Discontinuous Galerkin methods for hyperbolic and advection-dominated problems on surfaces

TL;DR

This paper extends the discontinuous Galerkin method to hyperbolic and advection-dominated problems on surfaces, providing stability analysis and optimal error estimates, verified through numerical experiments.

Contribution

It introduces a DG framework for surface problems, including a novel treatment of the discrete velocity field and stability analysis.

Findings

Optimal error estimates are proven under certain assumptions.

Numerical tests confirm the theoretical stability and accuracy.
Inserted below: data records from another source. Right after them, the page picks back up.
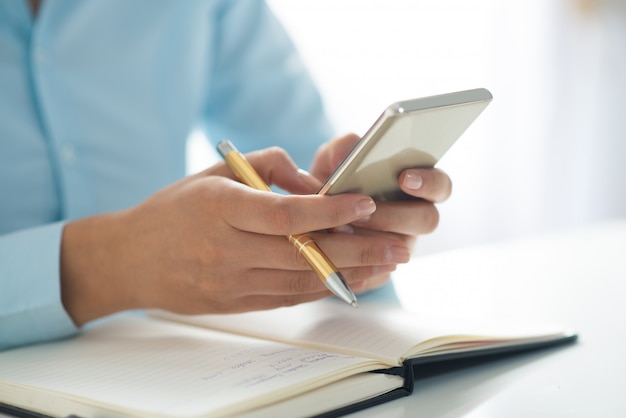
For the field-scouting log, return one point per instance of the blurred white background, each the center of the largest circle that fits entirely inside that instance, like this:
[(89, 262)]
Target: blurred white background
[(550, 150)]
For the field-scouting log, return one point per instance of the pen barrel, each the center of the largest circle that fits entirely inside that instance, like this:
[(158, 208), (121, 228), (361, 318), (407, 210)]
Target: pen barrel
[(308, 248), (244, 171)]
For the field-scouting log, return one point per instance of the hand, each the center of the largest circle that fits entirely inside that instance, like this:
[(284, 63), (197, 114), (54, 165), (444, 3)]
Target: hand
[(210, 244), (403, 220)]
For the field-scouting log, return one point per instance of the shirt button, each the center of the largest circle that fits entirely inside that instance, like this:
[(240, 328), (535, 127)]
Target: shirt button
[(68, 155), (38, 57)]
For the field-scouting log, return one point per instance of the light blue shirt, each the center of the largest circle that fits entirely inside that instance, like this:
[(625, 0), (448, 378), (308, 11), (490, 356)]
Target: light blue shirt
[(97, 99)]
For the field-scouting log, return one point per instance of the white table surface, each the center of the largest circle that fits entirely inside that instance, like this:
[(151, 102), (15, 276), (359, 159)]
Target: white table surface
[(576, 278)]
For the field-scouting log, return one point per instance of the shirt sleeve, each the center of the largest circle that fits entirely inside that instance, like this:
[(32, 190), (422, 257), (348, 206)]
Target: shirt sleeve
[(260, 92), (30, 296)]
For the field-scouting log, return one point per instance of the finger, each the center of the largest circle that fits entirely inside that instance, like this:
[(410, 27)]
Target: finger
[(410, 217), (277, 253), (295, 282), (431, 184), (331, 154), (275, 214), (275, 167)]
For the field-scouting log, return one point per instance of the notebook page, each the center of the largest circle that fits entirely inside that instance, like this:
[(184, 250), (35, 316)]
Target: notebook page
[(385, 333), (374, 331), (162, 368)]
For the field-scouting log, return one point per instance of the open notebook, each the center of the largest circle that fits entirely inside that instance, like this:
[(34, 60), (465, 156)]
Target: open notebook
[(311, 359)]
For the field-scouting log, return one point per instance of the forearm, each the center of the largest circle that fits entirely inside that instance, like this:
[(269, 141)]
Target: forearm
[(94, 282), (30, 294)]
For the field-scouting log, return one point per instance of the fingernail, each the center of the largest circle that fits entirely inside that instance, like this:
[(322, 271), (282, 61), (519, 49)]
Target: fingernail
[(397, 254), (413, 181), (344, 229), (307, 178), (365, 207)]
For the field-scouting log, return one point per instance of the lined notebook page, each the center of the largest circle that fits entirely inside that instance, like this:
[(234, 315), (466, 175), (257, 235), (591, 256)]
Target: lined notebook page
[(208, 370), (374, 331), (385, 334)]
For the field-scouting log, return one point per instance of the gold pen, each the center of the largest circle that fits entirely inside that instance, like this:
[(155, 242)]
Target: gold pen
[(305, 245)]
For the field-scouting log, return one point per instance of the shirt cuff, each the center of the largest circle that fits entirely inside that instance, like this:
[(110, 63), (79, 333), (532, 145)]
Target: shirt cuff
[(30, 298)]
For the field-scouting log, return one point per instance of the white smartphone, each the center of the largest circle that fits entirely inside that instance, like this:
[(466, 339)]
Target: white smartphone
[(409, 134)]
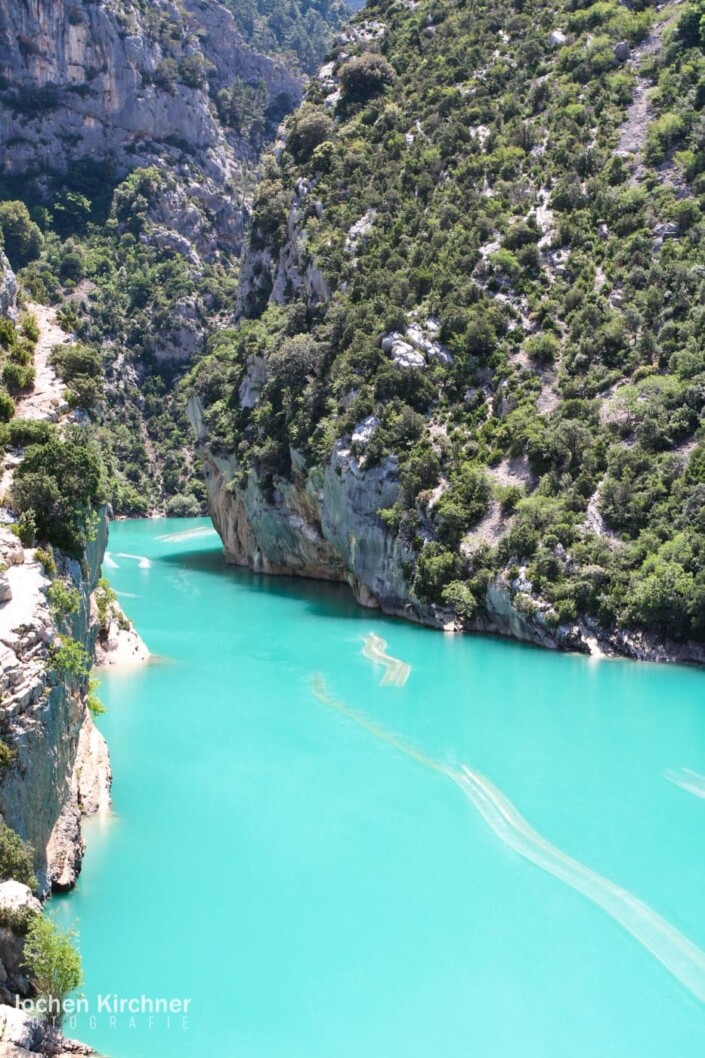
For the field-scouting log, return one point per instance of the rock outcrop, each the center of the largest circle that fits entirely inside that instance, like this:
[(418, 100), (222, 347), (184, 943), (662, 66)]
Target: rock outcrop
[(325, 524), (114, 81)]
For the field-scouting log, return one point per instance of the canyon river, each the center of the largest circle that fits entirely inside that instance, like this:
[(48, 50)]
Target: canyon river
[(341, 836)]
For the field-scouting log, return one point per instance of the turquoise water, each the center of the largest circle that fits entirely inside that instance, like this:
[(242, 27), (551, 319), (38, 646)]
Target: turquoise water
[(318, 892)]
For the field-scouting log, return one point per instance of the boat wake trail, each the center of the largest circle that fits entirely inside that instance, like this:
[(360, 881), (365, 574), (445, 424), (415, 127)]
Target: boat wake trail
[(687, 780), (396, 672), (175, 537), (681, 956)]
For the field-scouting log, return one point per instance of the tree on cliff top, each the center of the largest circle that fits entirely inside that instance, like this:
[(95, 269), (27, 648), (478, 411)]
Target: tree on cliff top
[(54, 964)]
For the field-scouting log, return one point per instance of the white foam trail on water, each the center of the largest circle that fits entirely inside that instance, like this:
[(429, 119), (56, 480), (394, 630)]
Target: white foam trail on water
[(684, 960), (175, 537), (679, 954), (396, 672), (687, 780), (142, 562)]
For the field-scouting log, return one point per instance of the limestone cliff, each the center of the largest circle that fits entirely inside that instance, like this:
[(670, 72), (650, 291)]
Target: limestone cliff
[(324, 523), (116, 83), (444, 389), (60, 767)]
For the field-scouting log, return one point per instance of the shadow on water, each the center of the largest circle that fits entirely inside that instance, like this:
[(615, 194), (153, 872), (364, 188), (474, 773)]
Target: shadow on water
[(322, 598)]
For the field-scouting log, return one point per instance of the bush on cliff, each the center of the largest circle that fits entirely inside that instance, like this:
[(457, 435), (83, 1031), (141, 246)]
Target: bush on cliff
[(61, 485)]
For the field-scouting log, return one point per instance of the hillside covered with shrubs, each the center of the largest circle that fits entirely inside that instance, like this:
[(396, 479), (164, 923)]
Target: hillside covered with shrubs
[(478, 252)]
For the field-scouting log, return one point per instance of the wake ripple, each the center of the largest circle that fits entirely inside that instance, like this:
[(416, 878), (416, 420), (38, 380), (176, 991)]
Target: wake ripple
[(684, 960), (687, 780), (175, 537), (396, 672), (141, 560)]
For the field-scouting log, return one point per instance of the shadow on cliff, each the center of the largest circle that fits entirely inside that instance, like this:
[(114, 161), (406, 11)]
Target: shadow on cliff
[(323, 598)]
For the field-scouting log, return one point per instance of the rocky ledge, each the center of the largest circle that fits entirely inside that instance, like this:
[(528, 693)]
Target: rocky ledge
[(59, 768), (22, 1037), (324, 523)]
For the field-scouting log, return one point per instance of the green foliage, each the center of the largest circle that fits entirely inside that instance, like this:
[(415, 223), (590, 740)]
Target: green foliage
[(493, 206), (70, 658), (307, 130), (64, 598), (21, 238), (24, 432), (6, 406), (105, 598), (16, 857), (54, 964), (463, 505), (93, 703), (47, 560), (60, 484), (365, 76)]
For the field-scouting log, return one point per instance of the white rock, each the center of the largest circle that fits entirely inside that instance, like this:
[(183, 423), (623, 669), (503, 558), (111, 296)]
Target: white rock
[(15, 896), (405, 356), (364, 430)]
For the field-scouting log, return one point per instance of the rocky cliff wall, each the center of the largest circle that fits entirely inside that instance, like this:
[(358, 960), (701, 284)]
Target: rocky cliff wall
[(134, 86), (84, 79), (325, 524), (60, 768)]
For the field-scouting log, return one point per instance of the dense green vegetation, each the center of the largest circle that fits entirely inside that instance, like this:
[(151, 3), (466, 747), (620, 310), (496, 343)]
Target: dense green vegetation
[(297, 30), (93, 243), (480, 142), (54, 964)]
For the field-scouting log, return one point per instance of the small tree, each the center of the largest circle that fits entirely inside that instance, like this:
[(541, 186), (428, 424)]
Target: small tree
[(364, 76), (22, 238), (54, 964)]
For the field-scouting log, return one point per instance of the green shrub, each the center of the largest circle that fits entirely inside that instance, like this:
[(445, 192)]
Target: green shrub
[(94, 705), (70, 658), (30, 327), (542, 348), (105, 598), (17, 378), (309, 128), (24, 432), (64, 598), (364, 76), (47, 559), (21, 237), (6, 406), (61, 485), (7, 754), (54, 964)]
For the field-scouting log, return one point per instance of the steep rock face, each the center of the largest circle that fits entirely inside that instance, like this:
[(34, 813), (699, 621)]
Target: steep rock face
[(325, 524), (7, 289), (110, 83), (84, 79), (60, 768)]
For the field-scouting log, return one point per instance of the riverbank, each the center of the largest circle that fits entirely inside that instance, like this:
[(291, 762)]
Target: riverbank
[(357, 900)]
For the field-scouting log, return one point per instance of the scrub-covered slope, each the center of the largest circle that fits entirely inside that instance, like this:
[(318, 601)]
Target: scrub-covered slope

The method effectively handles advection-dominated surface problems.

Abstract

We extend the discontinuous Galerkin (DG) framework to the analysis of first-order hyperbolic and advection-dominated problems posed on implicitly defined surfaces. The focus will be on the hyperbolic part, which is discretised using a "discrete surface" generalisation of the jump-stabilised upwind flux. A key issue arising in the analysis (which does not appear in the planar setting) is the treatment of the discrete velocity field, choices of which play an important role in the stability of the scheme. We then prove optimal error estimates in an appropriate norm given a number of assumptions on the discrete velocity field, which are then investigated and discussed in more detail. The theoretical results are verified numerically for a number of test problems exhibiting advection-dominated behaviour.